Only in recent years has the USCG sought to codify cyber standards for ports. In January 2025, the agency issued the aforementioned final rule set to go into effect in July. The rule requires ports and terminal operators to:
- Develop and maintain a comprehensive cybersecurity plan and separate cyber incident response plan
- Conduct regular cybersecurity risk assessments and exercises
- Designate a cybersecurity officer and provide cybersecurity training
- Enforce security controls such as access control, whitelists, data encryption and log management, network segmentation and monitoring, and supply chain security
- Report significant cyber incidents to the National Response Center
How Port Authorities Can Prepare for MTS Cybersecurity Compliance
Port authorities can prepare now for compliance by taking these steps. With the effective date looming, hopefully the first few are already under your belt:
- Read the final rule and familiarize yourself with the requirements.

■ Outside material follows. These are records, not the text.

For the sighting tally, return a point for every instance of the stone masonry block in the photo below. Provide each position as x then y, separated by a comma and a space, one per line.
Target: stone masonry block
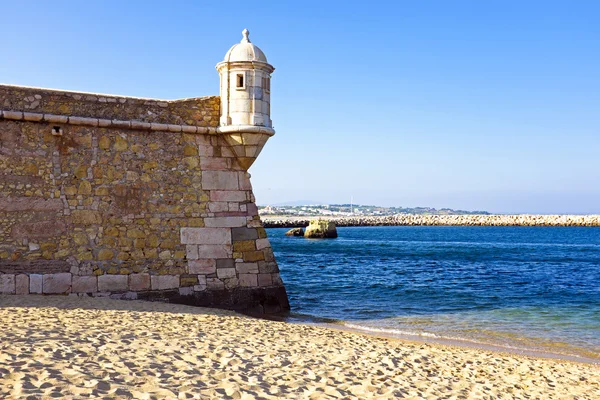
204, 267
214, 251
252, 210
139, 282
223, 180
164, 282
84, 284
228, 195
239, 234
265, 280
226, 263
205, 235
268, 267
56, 283
262, 244
191, 251
35, 284
218, 206
225, 222
248, 280
214, 163
112, 283
225, 273
21, 284
186, 291
215, 284
244, 181
247, 268
7, 284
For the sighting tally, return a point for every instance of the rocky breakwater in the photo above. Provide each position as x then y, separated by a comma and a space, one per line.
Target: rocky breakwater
443, 220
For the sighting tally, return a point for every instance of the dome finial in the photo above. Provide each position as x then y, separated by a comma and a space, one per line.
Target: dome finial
245, 34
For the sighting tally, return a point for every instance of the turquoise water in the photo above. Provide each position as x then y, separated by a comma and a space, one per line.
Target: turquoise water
524, 288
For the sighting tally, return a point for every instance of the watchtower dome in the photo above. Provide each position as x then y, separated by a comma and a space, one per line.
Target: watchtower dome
245, 99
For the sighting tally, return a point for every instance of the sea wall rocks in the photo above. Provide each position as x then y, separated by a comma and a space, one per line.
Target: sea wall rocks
444, 220
321, 229
128, 198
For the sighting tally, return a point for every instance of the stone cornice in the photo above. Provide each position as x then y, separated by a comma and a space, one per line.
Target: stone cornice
105, 123
246, 129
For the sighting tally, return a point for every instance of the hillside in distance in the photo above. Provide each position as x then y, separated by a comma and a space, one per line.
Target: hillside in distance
357, 209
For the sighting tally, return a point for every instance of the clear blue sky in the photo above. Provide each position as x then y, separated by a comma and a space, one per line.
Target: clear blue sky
489, 105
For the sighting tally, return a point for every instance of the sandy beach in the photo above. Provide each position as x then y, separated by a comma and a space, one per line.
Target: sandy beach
73, 347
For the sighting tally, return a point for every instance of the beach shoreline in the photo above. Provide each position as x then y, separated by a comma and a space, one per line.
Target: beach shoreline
97, 347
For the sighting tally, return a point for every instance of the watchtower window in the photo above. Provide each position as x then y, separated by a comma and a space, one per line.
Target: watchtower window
239, 81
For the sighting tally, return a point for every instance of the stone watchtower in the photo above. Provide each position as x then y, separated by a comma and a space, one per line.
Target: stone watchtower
135, 198
246, 100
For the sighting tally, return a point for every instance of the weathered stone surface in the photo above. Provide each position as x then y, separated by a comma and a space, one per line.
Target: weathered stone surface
35, 284
21, 284
262, 244
164, 282
112, 283
86, 217
226, 222
214, 251
248, 280
205, 267
38, 229
320, 229
84, 284
16, 204
223, 273
56, 283
122, 186
247, 268
7, 284
265, 280
221, 180
226, 263
139, 282
228, 195
295, 232
239, 234
206, 236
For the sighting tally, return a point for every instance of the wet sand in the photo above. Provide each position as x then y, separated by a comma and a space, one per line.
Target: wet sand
73, 347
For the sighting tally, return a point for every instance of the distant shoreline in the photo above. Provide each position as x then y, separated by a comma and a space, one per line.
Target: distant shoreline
438, 220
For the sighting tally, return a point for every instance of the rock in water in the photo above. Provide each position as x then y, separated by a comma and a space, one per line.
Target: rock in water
295, 232
319, 228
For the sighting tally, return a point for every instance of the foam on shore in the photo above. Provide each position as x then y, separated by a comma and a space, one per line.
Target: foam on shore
97, 347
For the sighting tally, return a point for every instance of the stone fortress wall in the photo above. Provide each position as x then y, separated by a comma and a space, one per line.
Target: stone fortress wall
130, 198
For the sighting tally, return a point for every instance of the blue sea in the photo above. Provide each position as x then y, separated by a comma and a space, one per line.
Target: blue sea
521, 288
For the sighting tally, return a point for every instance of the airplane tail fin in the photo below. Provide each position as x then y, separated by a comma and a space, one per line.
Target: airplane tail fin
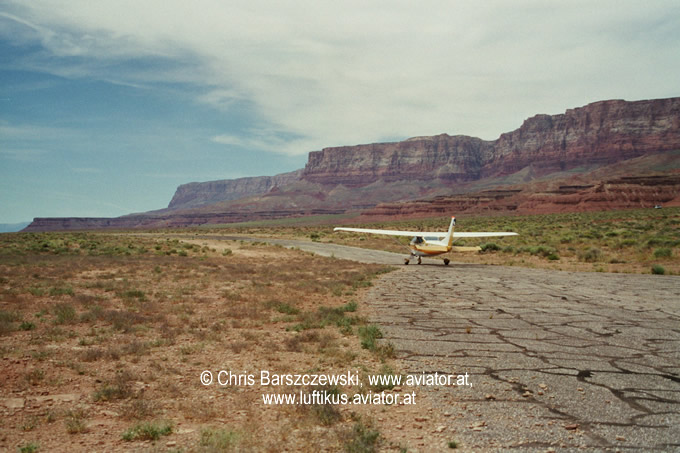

- Conduct a readiness assessment to determine training needs and technology gaps.
- If you’re not already applying NIST CSF 2.0 and SP 800-82r3, they offer the prescriptive roadmap needed to secure your digital port. Adhering to these standards not only helps security, it also demonstrates due diligence. During inspections or audits, being able to show that your cyber controls align with NIST recommendations will put you in a strong position.
- Apart from NIST, look to industry-specific cybersecurity best practices. For example, the MTS-ISAC provides threat intel and best practice information-sharing among ports, and international standards like the IMO’s guidelines for maritime cyber risk management. If you’re not already a member, join today and keep up with their news and events.
Accelerate Compliance with Nozomi Networks
Cybersecurity is no longer an IT sidebar for ports; it’s mission-critical to keeping cargo moving and ensuring national security. Meeting USCG cybersecurity requirements means folding cyber into your existing safety and security culture — from your Facility Security Plan down to employee training — and documenting everything. If you haven’t yet suffered a breach and shored up your defenses, the learning curve may be steep. Many existing maritime regulations pertain to complex tasks that rely on judgment calls by senior marine engineers and operators. Equivalent internal expertise to evaluate security controls, legacy system vulnerability and OT/IoT exposure likely doesn’t exist.
By automating asset inventory, calculating asset risk, prioritizing vulnerability management, detecting threats and anomalies, and assisting with incident response, the Nozomi Networks platform can accelerate regulatory compliance and NIST framework alignment while materially increasing your overall cyber resilience. While it’s impossible to eliminate all risk, being prepared can turn a potential catastrophe into a manageable event.